There are three main aspects of Ethereum: Gas, Gas Limits, and Gas price. All of these are tracked by developers. If Bitcoin evolved to be a peer-to-peer network and electronic money, Ethereum is a distributed network for creatives seeking to deploy decentralized applications (dApps) enabled by a virtual machine. Since fees must be paid, Gas price and limits could determine how easy—and competitive, it is for developers to launch dApps on Ethereum.
The #Ethereum miners are voting to increase the Block Gas Limit from 10,000,000 to 12,500,000. ⛏️
In theory, this means that the Ethereum network now has the capabilities to handle ~44 transactions per second, instead of ~35.
Another huge milestone for the community.🥳🎉
— Bitfly (@etherchain_org) June 19, 2020
Gas and Gas Limits in Ethereum
Voting is ongoing and the result would determine whether Ethereum will move the Gas limit to 12.5 million from the current 10 million.
As a public chain with different views and developers holding different stances, this vote has been lauded in some quarters—termed as a milestone, which in the opposite corner, Peter Szilagyi has admonished voters saying this will open up the network for DDOS attacks.
— Péter Szilágyi (@peter_szilagyi) June 19, 2020
If passed, the general health of the Ethereum network could deteriorate as the network users prefer speed over security.
Security, transparency and control over speed.
You chose the latter. In time, many people will choose the former. Just like internet speeds in the 90s, it needs to speed and scale up.
If we were in the 90’s you would most probably be like Letterman. https://t.co/OBhyqHqKoH
— Malcolm Cauchi (@MalcolmCauchi) June 19, 2020
Gas is the “fuel” of Ethereum and is used to settle transactions, execute smart contracts, and even launch dApps.
With the Gas limit representing the maximum amount of ETH one is willing to pay or confirming a transaction—each at 21,000, and the higher the amount one is willing to pay per transaction, the faster it will be executed.
According to Gas Price Oracle, a 49 GWei transaction will be settled in less than two minutes while the one with 40 GWei will take less than 30 minutes to settle.
Vitalik: It’s a Vote of Trade-offs
Still, as Vitalik Buterin puts it, it’s a vote of trade-offs.
If the Gas limit is pushed to 12.5 million on the mainnet, it will insinuate that the network can process 44 transactions per second.

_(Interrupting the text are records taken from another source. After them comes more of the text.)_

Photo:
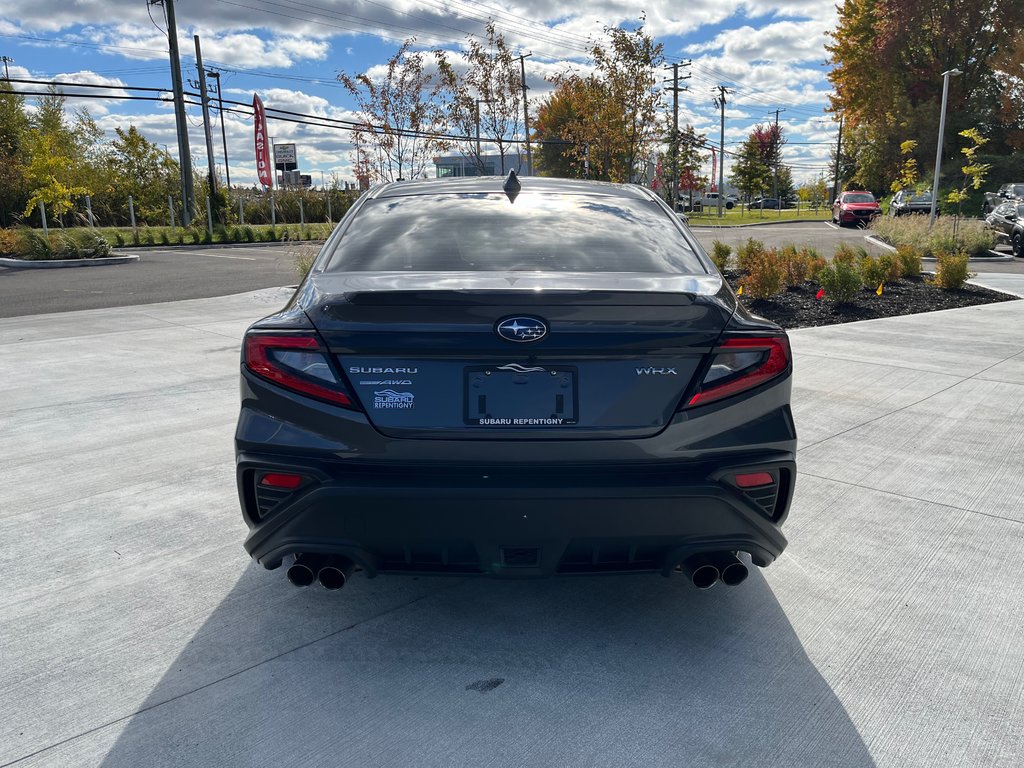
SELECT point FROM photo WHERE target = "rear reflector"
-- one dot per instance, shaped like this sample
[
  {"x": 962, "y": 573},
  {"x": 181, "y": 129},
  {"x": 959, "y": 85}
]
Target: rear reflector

However, as it is evident, the vote is beyond throughput but more of the state of the network.
Some observers opine that if Ethereum runs away with the 12.5 million Gas limit, the worst-case scenario is a state when it fails to produce blocks. Blocks are key since they contain validated transactions and its continuous generation is the pulse of Ethereum.

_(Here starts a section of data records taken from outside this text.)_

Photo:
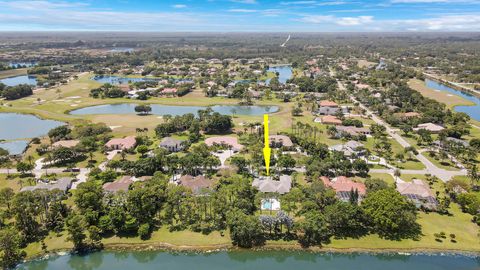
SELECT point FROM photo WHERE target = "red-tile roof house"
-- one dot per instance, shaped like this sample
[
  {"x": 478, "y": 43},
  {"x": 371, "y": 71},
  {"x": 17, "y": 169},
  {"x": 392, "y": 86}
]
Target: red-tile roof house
[
  {"x": 280, "y": 140},
  {"x": 66, "y": 143},
  {"x": 169, "y": 91},
  {"x": 224, "y": 140},
  {"x": 343, "y": 186},
  {"x": 124, "y": 87},
  {"x": 126, "y": 143},
  {"x": 419, "y": 193},
  {"x": 331, "y": 120}
]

The Gas limit is changed every block. Algorithms that fix the minimum and max Gas limit per block. This way, block generation time is kept at a minimum and the network remains decentralized.
Although it can be reset by the miner by a factor, it helps protect a mining node from attackers who would make an effective infinite transaction loop.
Whether the vote to increase the mainnet Gas Limit to 12.5 million will help prevent congestion as miners earn more from fees isn’t clear yet. What’s clear is that ETH related fees will spike, rising above Bitcoin’s.